I ran the first benchmark linked in the readme on my mobile phone (2013 Moto G, i.e. old mid-end phone) and on my laptop (Thinkpad X230 i5-3320M), both on Firefox:

    Sprint (phone):    33.1 kops
    jquery (phone):     8.8 kops
    zepto  (phone):    10.1 kops

    Sprint (laptop): 1435.2 kops
    jquery (laptop):   49.2 kops
    zepto  (laptop):   65.9 kops
Not bad, if that translates to real world performance.


It doesn´t seem to support the jQuery .ajax() method, I hope its added soon


Agreed, ajax is usually the reason I just think fuck it and add jQuery


Maybe using a fetch polyfill is more future looking?

https://github.com/github/fetch


You can always build a custom jQuery with just the AJAX functionality: https://github.com/jquery/jquery/blob/master/README.md#modul...


Or you could just look at, say, http://microjs.com/#ajax to find a nicer microlibrary to do exactly what you need.


I wish microJS had fields for NPM/Bower compatibility.
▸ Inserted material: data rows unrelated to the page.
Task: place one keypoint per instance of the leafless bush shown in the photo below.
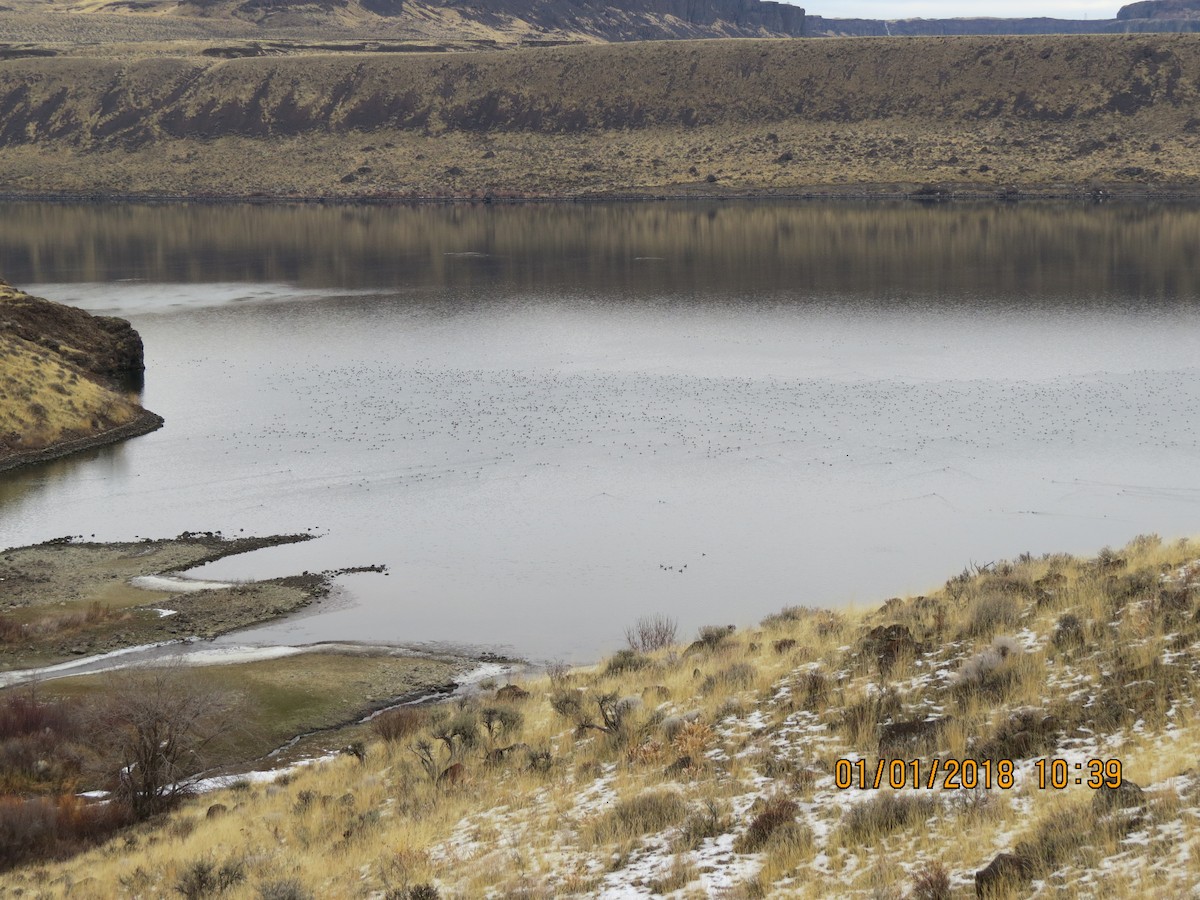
(778, 813)
(933, 882)
(990, 612)
(203, 879)
(46, 828)
(652, 633)
(394, 725)
(159, 730)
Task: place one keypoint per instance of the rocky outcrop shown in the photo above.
(103, 346)
(65, 379)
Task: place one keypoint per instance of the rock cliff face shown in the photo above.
(647, 19)
(623, 21)
(102, 346)
(1141, 17)
(1161, 10)
(63, 377)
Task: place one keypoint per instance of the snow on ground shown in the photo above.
(177, 583)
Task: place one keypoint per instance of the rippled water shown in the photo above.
(549, 420)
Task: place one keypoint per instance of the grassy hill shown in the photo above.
(57, 388)
(731, 765)
(1053, 114)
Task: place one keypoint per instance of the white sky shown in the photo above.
(954, 9)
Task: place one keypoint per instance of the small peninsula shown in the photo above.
(65, 379)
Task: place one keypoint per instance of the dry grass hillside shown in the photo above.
(57, 366)
(1048, 114)
(747, 763)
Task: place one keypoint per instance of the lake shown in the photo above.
(551, 419)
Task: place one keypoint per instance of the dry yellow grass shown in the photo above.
(45, 400)
(1101, 664)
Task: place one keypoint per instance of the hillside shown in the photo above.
(1011, 114)
(744, 763)
(61, 375)
(437, 23)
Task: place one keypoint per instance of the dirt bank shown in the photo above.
(65, 599)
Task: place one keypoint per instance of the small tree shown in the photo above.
(159, 729)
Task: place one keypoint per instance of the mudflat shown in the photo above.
(65, 599)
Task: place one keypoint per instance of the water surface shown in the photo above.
(549, 420)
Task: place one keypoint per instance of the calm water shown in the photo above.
(538, 415)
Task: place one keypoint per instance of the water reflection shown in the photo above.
(886, 251)
(537, 415)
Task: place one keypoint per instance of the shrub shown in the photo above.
(712, 636)
(288, 889)
(933, 882)
(775, 814)
(501, 721)
(157, 727)
(787, 616)
(709, 821)
(393, 725)
(651, 634)
(885, 814)
(203, 879)
(693, 739)
(737, 677)
(625, 661)
(815, 688)
(646, 814)
(1068, 631)
(45, 828)
(990, 612)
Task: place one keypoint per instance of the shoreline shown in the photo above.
(933, 192)
(144, 424)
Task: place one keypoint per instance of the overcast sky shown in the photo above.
(952, 9)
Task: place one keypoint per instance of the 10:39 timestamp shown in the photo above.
(1059, 774)
(969, 774)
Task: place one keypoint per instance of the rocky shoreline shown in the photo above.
(1089, 192)
(144, 424)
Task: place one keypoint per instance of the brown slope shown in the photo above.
(755, 114)
(60, 372)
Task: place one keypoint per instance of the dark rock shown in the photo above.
(1005, 871)
(887, 643)
(910, 737)
(1127, 795)
(511, 693)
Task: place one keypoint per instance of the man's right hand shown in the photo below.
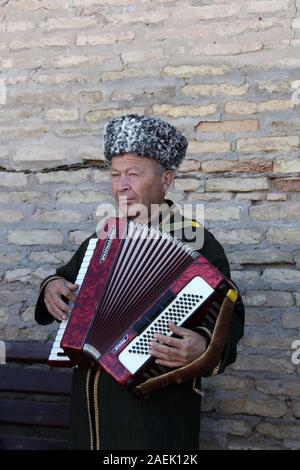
(53, 293)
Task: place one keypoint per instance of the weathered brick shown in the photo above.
(252, 107)
(187, 71)
(279, 431)
(80, 197)
(224, 213)
(278, 387)
(228, 48)
(274, 86)
(87, 3)
(34, 5)
(57, 78)
(13, 26)
(210, 197)
(284, 235)
(238, 236)
(78, 236)
(184, 111)
(104, 114)
(76, 22)
(38, 153)
(296, 408)
(42, 42)
(267, 256)
(267, 144)
(267, 342)
(236, 184)
(136, 56)
(3, 152)
(276, 211)
(228, 382)
(195, 147)
(245, 166)
(4, 316)
(35, 237)
(44, 98)
(62, 115)
(9, 216)
(62, 216)
(69, 177)
(140, 72)
(19, 133)
(287, 184)
(227, 89)
(188, 166)
(281, 276)
(106, 37)
(12, 179)
(28, 197)
(276, 197)
(11, 258)
(291, 320)
(264, 364)
(282, 165)
(260, 298)
(269, 408)
(245, 125)
(187, 184)
(46, 257)
(252, 196)
(70, 61)
(234, 427)
(90, 97)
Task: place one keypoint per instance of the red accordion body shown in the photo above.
(126, 297)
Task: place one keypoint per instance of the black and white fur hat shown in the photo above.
(145, 136)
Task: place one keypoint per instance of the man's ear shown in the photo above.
(168, 176)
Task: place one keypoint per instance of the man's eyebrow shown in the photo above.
(128, 169)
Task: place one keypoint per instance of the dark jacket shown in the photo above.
(106, 416)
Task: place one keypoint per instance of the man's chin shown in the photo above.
(134, 210)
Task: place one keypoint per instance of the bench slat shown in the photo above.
(46, 381)
(27, 352)
(34, 413)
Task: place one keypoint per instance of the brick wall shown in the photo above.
(227, 74)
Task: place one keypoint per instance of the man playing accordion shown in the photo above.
(143, 153)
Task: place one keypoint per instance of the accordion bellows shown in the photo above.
(138, 279)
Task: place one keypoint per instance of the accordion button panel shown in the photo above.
(57, 354)
(187, 301)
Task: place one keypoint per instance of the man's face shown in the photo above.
(138, 180)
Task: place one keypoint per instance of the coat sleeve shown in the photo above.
(68, 272)
(214, 252)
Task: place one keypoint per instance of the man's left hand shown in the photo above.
(177, 352)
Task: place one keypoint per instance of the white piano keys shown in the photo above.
(57, 354)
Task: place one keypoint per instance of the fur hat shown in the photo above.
(145, 136)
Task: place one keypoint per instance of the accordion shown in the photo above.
(134, 280)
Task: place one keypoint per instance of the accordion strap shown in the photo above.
(208, 361)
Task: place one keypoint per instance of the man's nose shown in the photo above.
(123, 183)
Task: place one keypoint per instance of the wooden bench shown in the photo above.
(34, 399)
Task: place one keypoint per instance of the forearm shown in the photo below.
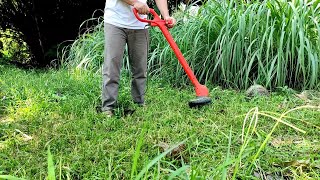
(129, 2)
(163, 7)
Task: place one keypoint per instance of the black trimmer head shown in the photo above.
(200, 101)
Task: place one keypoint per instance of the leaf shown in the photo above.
(8, 177)
(51, 174)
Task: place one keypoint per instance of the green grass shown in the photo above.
(49, 119)
(229, 43)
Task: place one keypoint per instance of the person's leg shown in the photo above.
(138, 44)
(115, 41)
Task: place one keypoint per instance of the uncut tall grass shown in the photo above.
(236, 44)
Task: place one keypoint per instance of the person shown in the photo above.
(122, 28)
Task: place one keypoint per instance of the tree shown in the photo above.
(45, 24)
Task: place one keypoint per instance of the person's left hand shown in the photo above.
(170, 21)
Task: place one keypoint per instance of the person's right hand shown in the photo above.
(142, 8)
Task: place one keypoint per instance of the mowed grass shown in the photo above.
(56, 110)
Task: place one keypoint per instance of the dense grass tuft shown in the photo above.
(230, 43)
(49, 125)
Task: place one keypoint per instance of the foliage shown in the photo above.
(13, 48)
(273, 43)
(42, 25)
(261, 137)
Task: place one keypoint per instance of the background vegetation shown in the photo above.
(230, 43)
(51, 127)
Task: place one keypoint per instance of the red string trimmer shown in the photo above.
(202, 91)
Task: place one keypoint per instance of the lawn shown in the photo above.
(51, 117)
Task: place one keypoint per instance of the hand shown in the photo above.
(170, 21)
(142, 8)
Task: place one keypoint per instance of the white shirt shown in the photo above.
(120, 14)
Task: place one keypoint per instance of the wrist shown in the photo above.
(133, 2)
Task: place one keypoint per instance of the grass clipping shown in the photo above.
(249, 128)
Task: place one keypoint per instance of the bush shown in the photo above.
(236, 44)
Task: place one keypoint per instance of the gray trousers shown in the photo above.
(116, 39)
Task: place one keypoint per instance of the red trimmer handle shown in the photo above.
(201, 90)
(154, 22)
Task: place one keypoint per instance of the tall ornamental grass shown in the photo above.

A lot of these micro libraries don't have it.


I've used [the very badly named] minified.js in the past, and I was quite happy. Has optional support for IE6.

http://minifiedjs.com


virtual-dom is all you need: https://github.com/Matt-Esch/virtual-dom

There is a reason why both elm and mercury uses virtual-dom under the hood to generate and manipulate the DOM.

Plus you can render server-side: https://github.com/nthtran/vdom-to-html

If you still want to work with existing html like templates, there is this project: https://github.com/TimBeyer/html-to-vdom


How this compares to zepto? As far as i know, this is basically the same promise zepto does "A kind-of-jquery but faster (and only modern boys)"


If you read the actual page you will see there are comparisons between Zepto, Sprint and JQuery for a bunch of it's core functions.


Yes, performance comparisons, but those could've been measurements of no-op versions of functions by the same name.


I didn't find any information on browser support.


It says IE10+, so I would guess any vaguely recent chrome/firefox/safari as well


Finally I can run .css() over 700,000 times per second. Also, the 30 KB saved over the wire means a lot because the average page size is over 1 MB.


I think this needs some text outlining it's differentiation from Zepto. Why would I use this instead of Zepto?


Hey guys found this neat little library

http://vanilla-js.com/

I get 12+ million operation (a true master race class) vs advertised 800,000 and peasantry of jQuery's 300,000.

Not sure if I want to sacrifice performance for aesthetically better looking (debatable ofc) syntax and bother investing time learning how to do something slower.